A parent said she was put in handcuffs while pleading for authorities to enter Robb Elementary School in the midst of Tuesday's mass shooting, but the U.S. Marshals Service has denied her account.
Parents have expressed frustration and outrage after police took more than an hour from the initial 911 call to subdue the gunman after he killed 19 children and two teachers at the school in Uvalde, Texas.
One parent, Angeli Rose Gomez, told The Wall Street Journal that she drove 40 miles to the school after hearing about the shooting and saw the police "doing nothing" and "just standing outside the fence."
Gomez said that when she pleaded with police to run inside and confront the shooter, she was handcuffed by U.S. Marshals and told she was being arrested for intervening in an active investigation. The U.S. Marshals Service denied her account.
"Deputy marshals never arrested or placed anyone in handcuffs while securing the crime scene perimeter," the agency said in a statement. "Our deputy marshals maintained order and peace in the midst of the grief-stricken community that was gathering around the school. Our hearts are heavy with sorrow and sadness at this horrific crime."
The U.S. Marshals said in their statement that the first marshals who arrived entered the school to confront the gunman and render first aid to shooting victims. Additional marshals then secured the perimeter around the school.
The Uvalde Police Department said two of its officers were wounded early on in the attack.
Videos have surfaced appearing to show parents and local onlookers begging for law enforcement to rush into the school and stop the shooter.
“More could have been done,” school parent Javier Cazares, whose daughter was killed in the attack, told The Associated Press and later confirmed to NBC News. "They were unprepared.”
Records show the Uvalde school district had its own police force, a threat reporting system and an extensive safety plan in place. The district had doubled its security budget in recent years to comply with state legislation passed after another school shooting in 2018.
Texas Department of Public Safety director Steven McCraw said at a news conference Wednesday that law enforcement "did engage immediately" with the shooter, but authorities have since changed their initial account of the timeline of events.
"Our job is to report the facts and have those answers," Victor Escalon, the Texas DPS director for the South Texas region, said at a news conference Thursday. "We're not there yet."

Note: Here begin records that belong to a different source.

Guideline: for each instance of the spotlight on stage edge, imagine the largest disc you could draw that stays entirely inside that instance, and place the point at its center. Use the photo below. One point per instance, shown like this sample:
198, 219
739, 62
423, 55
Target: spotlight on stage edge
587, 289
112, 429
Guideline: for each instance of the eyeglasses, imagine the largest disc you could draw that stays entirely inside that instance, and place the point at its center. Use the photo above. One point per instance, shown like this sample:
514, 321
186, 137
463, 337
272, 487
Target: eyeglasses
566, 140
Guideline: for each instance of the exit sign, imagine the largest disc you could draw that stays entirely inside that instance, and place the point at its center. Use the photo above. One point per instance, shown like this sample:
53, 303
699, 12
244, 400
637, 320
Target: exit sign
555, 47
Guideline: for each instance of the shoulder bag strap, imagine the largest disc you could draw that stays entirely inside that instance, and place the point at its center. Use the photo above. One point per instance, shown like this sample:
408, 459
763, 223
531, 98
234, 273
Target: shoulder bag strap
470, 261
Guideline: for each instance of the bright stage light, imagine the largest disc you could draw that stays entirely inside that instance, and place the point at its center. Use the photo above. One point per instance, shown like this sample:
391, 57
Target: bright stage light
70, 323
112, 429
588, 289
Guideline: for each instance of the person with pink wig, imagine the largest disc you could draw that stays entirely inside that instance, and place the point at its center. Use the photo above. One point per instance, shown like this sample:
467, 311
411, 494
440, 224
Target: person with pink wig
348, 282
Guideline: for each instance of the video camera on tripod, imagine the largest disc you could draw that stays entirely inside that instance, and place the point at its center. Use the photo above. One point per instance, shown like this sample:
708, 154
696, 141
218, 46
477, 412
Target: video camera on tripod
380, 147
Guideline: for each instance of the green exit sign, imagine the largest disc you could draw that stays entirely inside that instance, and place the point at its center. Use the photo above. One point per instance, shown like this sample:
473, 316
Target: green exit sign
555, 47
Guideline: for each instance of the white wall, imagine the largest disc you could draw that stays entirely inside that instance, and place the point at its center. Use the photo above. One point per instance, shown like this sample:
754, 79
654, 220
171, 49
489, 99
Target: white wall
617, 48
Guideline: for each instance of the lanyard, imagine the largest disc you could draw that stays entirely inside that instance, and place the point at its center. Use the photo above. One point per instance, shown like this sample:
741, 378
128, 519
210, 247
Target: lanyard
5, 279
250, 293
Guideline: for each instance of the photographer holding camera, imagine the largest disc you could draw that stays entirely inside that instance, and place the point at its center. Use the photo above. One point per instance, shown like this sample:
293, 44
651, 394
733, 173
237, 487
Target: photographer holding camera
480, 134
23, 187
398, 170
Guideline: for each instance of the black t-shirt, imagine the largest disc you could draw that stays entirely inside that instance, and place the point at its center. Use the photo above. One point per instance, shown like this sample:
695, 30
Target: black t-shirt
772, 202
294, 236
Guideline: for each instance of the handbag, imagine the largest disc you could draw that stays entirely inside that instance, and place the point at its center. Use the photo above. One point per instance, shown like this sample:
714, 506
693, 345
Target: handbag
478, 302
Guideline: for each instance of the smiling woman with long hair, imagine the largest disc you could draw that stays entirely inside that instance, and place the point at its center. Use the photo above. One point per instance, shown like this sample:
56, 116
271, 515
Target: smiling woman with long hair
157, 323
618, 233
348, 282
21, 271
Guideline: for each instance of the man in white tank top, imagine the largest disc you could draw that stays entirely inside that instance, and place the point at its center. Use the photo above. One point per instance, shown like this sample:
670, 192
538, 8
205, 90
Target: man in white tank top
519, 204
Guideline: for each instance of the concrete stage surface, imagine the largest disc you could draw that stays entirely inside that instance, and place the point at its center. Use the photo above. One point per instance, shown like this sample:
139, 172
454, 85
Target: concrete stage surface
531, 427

Police are now saying it took more than an hour from the first 911 call to stop the gunman, when most "active shooter" attacks in the U.S. end within five minutes. DPS officials also backtracked to say there was no school officer or armed guard on campus at the time of the attack.
The gunman did not encounter any resistance as he entered the school building armed with a rifle, according to police.
Police said he shot his grandmother before crashing a truck near the school at 11:28 a.m. local time.
"From the grandmother’s house, to the car ditch, to the school into the school, he was not confronted by anybody, to clear the record on that," Escalon said at the news conference.
The gunman fired at two people outside a funeral home across the street after crashing the truck and then climbed a fence to get to the elementary school, police said.
Tactical teams did not arrive until an hour after the first responding officers called for backup, police said. Officers were finally able to enter a barricaded classroom and kill him after using a key from the principal to open the door.